Reading Online Novel

Protecting the Desert Princess(74)



                ‘Meaning?’

                ‘Prosecuting the bastards.’

                ‘Go you…’ Layla smiled.

                ‘How are your students?’

                ‘I am banned from teaching at the moment. After the wedding perhaps I will get to teach again, but I don’t think so.’

                ‘Layla?’ he asked, and she closed her eyes at the depth of his voice. ‘Did I look after you?’

                ‘Beautifully.’

                ‘Is there anything you regret?’ he said, for he worried that they might have gone too far.

                ‘Just one thing,’ Layla said. ‘That I laughed when you proposed. Mikael, I laughed only at the impossibility, not the sentiment.’

                ‘Can I please speak to your father?’

                ‘You will not get a fair hearing.’

                ‘I thought he was a fair man?’

                ‘Not about this,’ Layla said. ‘There is something else I regret—that I did not let you say I love you and that I did not tell you that I love you, and that I shall for the rest of my life.’

                Mikael felt his heart squeeze in pain, and then the knife in it twisted as she continued.

                ‘I wish you had been my first. Then I could perhaps have been punished and made a spinster…’

                ‘Layla…’

                ‘I have to go. Jamila is knocking at the door. Abadan laa tansynii,’ Layla said.

                ‘I’ll never forget you either,’ Mikael replied.

                ‘And I will love you for ever,’ she said.

                ‘I’ll love you for ever too.’

                Mikael’s answer was honest. His response immediate.

                He walked out and past Wendy and gave a shake of his head that said not now.

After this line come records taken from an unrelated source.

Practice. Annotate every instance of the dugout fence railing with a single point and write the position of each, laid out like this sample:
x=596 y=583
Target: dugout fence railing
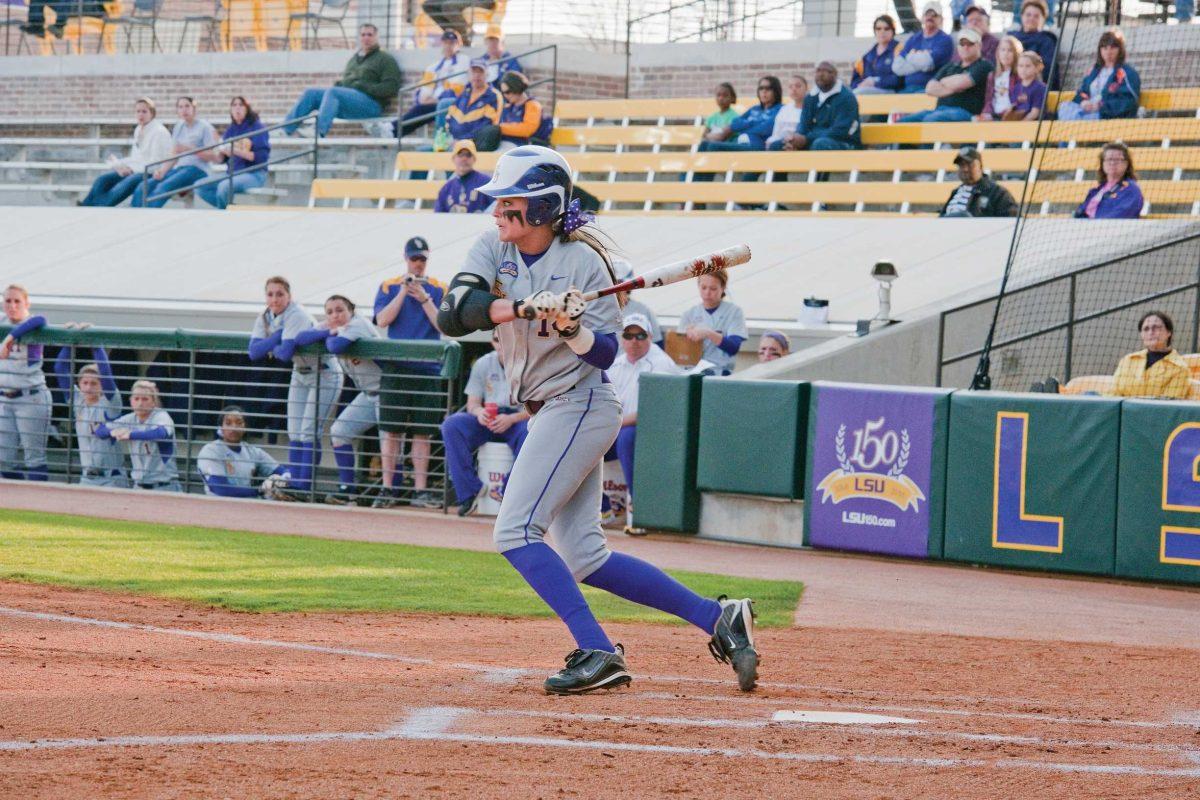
x=199 y=373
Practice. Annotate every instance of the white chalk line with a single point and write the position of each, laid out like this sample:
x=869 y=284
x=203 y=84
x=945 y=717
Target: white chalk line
x=508 y=674
x=426 y=726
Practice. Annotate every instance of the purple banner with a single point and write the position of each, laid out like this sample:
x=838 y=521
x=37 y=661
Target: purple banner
x=871 y=459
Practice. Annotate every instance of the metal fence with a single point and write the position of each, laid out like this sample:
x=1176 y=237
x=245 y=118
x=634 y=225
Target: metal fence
x=199 y=373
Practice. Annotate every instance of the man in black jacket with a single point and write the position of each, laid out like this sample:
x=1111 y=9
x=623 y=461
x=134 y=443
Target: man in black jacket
x=978 y=196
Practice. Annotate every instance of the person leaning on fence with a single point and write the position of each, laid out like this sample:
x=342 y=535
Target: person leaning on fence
x=491 y=415
x=246 y=158
x=150 y=435
x=190 y=133
x=475 y=114
x=523 y=120
x=1113 y=88
x=787 y=121
x=978 y=196
x=1157 y=371
x=231 y=465
x=25 y=402
x=340 y=330
x=925 y=52
x=959 y=88
x=1117 y=194
x=316 y=379
x=96 y=401
x=412 y=398
x=151 y=143
x=370 y=80
x=873 y=73
x=460 y=194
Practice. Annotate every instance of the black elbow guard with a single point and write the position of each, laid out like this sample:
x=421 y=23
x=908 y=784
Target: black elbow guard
x=466 y=306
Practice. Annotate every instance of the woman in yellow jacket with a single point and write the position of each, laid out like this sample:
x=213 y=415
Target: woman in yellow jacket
x=1158 y=371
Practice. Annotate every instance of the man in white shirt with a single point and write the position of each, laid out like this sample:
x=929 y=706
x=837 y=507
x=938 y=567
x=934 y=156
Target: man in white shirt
x=787 y=121
x=639 y=356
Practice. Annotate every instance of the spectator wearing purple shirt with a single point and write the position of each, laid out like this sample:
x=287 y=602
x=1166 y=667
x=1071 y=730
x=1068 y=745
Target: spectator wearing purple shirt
x=246 y=157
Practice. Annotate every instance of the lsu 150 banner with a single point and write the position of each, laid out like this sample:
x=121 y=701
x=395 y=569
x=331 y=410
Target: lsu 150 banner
x=873 y=456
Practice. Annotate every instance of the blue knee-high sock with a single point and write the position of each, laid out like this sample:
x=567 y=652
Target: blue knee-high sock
x=648 y=585
x=345 y=457
x=545 y=571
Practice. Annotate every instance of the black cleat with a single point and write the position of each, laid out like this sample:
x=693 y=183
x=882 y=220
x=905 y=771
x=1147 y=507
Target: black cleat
x=733 y=641
x=587 y=671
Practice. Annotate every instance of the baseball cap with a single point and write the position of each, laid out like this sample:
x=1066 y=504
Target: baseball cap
x=640 y=320
x=967 y=152
x=417 y=246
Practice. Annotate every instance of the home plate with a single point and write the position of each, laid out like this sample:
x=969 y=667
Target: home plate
x=839 y=717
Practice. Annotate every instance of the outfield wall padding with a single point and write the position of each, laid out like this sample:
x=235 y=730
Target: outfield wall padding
x=1158 y=494
x=876 y=469
x=754 y=437
x=665 y=457
x=1032 y=481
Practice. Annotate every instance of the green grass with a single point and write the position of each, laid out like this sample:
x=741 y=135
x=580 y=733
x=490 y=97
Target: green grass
x=259 y=572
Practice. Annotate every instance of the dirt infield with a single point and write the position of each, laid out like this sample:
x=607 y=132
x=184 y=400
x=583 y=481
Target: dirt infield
x=111 y=696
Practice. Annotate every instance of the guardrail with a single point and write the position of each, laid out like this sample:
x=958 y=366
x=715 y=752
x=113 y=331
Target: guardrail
x=201 y=372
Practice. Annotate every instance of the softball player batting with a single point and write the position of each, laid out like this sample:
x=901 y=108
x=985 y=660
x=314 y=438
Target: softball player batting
x=275 y=335
x=556 y=348
x=24 y=400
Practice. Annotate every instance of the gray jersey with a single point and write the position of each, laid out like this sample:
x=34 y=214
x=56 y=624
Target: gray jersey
x=539 y=366
x=487 y=380
x=726 y=319
x=153 y=459
x=634 y=307
x=239 y=467
x=293 y=320
x=97 y=453
x=364 y=372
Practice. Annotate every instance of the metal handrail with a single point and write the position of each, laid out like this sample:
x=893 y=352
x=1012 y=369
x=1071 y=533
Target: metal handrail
x=231 y=173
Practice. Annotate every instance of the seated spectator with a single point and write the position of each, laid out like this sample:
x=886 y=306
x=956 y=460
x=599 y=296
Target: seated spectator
x=442 y=83
x=1157 y=371
x=787 y=121
x=978 y=19
x=1111 y=90
x=1117 y=194
x=997 y=96
x=925 y=52
x=369 y=83
x=1033 y=36
x=461 y=192
x=978 y=196
x=475 y=110
x=718 y=124
x=491 y=415
x=190 y=133
x=499 y=60
x=246 y=158
x=639 y=356
x=829 y=120
x=150 y=433
x=231 y=467
x=96 y=401
x=772 y=346
x=959 y=88
x=751 y=130
x=523 y=120
x=873 y=72
x=717 y=323
x=151 y=143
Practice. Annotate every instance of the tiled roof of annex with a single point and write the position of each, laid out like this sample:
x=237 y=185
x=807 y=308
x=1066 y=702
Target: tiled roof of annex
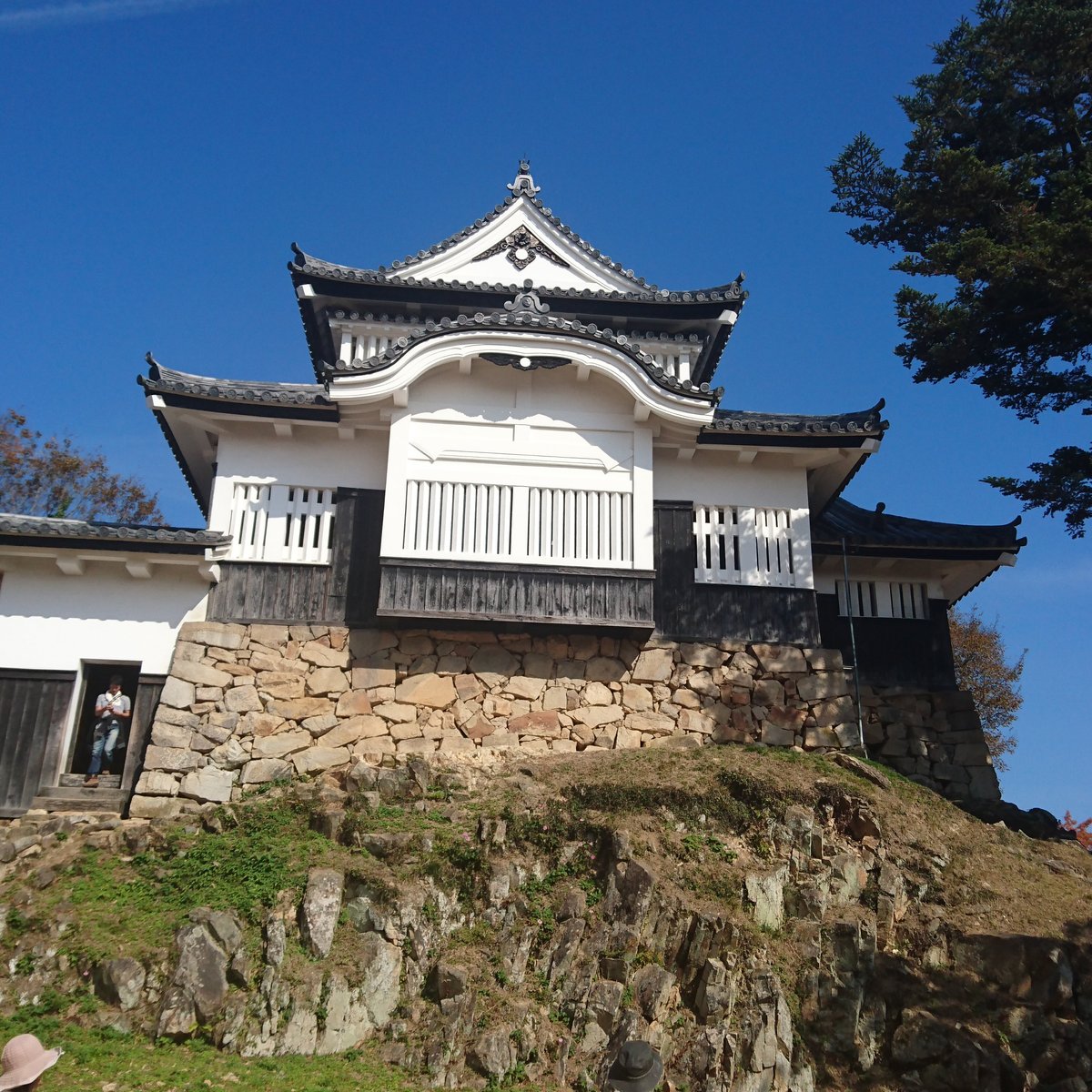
x=877 y=529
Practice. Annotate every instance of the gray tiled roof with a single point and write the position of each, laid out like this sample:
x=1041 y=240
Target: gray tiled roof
x=309 y=266
x=863 y=528
x=522 y=321
x=862 y=423
x=169 y=381
x=136 y=534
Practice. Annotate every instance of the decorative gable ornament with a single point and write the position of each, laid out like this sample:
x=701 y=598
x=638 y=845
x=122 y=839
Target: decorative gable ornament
x=521 y=248
x=527 y=303
x=524 y=185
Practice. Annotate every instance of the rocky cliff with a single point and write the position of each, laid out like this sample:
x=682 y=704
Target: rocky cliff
x=769 y=920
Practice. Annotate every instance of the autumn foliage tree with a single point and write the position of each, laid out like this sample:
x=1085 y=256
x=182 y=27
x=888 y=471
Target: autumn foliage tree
x=983 y=669
x=1082 y=830
x=50 y=476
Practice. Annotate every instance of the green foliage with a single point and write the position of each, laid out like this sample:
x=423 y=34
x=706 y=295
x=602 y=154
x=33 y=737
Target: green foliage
x=42 y=476
x=17 y=923
x=131 y=1064
x=267 y=851
x=25 y=965
x=983 y=669
x=995 y=195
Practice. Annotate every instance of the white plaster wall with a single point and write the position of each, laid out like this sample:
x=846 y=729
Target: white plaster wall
x=53 y=622
x=714 y=478
x=311 y=457
x=544 y=429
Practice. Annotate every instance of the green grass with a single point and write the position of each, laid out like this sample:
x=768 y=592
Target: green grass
x=265 y=849
x=96 y=1057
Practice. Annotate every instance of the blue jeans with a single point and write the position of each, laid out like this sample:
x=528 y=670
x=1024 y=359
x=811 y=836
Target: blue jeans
x=103 y=741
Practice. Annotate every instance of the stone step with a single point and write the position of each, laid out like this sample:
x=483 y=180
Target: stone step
x=76 y=781
x=79 y=792
x=94 y=802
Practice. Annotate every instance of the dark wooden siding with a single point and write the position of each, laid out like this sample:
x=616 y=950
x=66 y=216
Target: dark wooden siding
x=336 y=593
x=530 y=594
x=33 y=705
x=361 y=589
x=895 y=651
x=689 y=611
x=147 y=698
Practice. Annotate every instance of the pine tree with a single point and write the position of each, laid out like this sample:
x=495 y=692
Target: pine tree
x=995 y=196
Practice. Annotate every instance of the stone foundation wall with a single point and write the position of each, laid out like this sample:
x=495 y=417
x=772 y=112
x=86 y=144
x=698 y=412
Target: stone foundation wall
x=247 y=704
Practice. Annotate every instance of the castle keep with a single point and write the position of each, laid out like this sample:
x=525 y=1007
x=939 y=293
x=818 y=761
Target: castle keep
x=508 y=511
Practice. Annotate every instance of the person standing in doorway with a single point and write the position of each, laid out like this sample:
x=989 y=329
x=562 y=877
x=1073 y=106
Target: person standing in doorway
x=112 y=709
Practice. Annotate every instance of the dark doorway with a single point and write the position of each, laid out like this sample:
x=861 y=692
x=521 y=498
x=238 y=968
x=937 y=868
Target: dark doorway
x=96 y=678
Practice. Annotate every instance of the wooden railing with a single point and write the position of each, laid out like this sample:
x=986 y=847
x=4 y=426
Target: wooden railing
x=884 y=599
x=281 y=523
x=743 y=546
x=519 y=523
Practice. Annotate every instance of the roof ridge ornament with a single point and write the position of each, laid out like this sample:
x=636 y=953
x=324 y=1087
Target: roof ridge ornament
x=524 y=185
x=527 y=301
x=521 y=248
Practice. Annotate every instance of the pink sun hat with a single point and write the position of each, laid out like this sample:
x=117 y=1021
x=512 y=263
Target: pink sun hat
x=25 y=1059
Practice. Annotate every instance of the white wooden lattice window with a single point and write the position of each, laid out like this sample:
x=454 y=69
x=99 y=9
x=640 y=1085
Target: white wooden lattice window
x=884 y=599
x=743 y=545
x=282 y=523
x=521 y=523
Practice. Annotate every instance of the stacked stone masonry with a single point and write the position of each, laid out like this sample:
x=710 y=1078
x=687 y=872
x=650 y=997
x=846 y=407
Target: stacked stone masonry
x=249 y=704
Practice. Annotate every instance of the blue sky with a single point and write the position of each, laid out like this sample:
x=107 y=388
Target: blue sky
x=158 y=157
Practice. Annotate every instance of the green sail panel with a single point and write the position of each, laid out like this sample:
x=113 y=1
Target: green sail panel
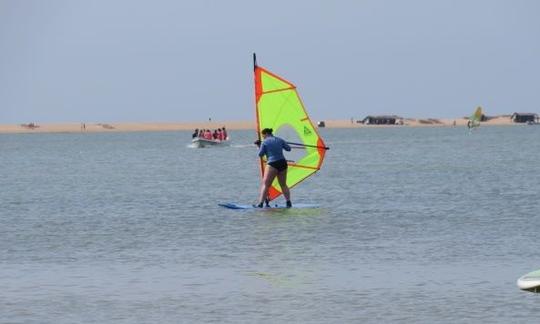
x=279 y=107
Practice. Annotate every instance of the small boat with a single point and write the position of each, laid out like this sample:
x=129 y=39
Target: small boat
x=200 y=142
x=530 y=282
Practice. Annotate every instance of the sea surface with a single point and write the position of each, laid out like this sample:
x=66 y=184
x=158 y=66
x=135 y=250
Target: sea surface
x=416 y=225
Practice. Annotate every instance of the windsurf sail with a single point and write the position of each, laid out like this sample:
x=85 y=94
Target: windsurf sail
x=278 y=106
x=474 y=120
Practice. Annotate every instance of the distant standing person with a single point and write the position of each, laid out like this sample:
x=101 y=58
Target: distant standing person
x=225 y=136
x=276 y=165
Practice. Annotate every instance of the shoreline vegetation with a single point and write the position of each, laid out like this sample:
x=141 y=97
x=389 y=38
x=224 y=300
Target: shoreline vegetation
x=230 y=125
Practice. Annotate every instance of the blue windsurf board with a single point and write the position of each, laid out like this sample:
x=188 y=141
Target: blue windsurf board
x=272 y=206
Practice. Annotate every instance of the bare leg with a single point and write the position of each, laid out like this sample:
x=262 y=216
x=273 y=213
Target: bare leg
x=269 y=175
x=282 y=179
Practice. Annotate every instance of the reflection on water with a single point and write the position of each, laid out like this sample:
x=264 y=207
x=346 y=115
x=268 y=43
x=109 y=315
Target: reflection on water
x=415 y=225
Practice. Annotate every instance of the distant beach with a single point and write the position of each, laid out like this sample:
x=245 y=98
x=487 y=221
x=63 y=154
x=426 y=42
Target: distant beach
x=231 y=125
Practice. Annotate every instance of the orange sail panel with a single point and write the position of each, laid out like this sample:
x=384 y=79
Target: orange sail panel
x=278 y=106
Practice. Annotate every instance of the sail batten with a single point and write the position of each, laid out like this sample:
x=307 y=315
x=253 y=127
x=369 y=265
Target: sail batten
x=279 y=106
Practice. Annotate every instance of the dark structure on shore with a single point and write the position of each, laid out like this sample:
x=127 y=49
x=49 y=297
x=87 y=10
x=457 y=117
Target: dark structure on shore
x=382 y=120
x=524 y=117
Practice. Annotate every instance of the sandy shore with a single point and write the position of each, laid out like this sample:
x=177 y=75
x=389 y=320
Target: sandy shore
x=231 y=125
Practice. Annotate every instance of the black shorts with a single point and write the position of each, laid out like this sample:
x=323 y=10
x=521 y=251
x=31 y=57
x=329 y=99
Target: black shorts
x=280 y=165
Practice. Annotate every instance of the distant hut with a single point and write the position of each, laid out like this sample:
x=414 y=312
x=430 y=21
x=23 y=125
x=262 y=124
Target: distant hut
x=524 y=117
x=382 y=120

                He went straight to his car and smiled at the scratched paintwork before gunning it to the airport.

                Layla loved him.

                Which meant he was going to Ishla to plead his case.





                                      CHAPTER SEVENTEEN

                ‘RETURN OR ONE-WAY?’

                ‘Return,’ Mikael said, and then changed his mind, for he could not imagine returning without Layla by his side, and in dark superstition he said, ‘One-way.’

                ‘It’s actually cheaper to buy—’

                ‘False economy,’ Mikael interrupted. ‘I’m going to be fed to the dogs when I get there.’ As he had with Alina, Mikael smiled again at another woman who was not Layla—for that was what Layla had done. She had been in his life for less than a week but, despite the pain of living apart from her, in ways he was happier than he had ever been for she made the world a nicer place.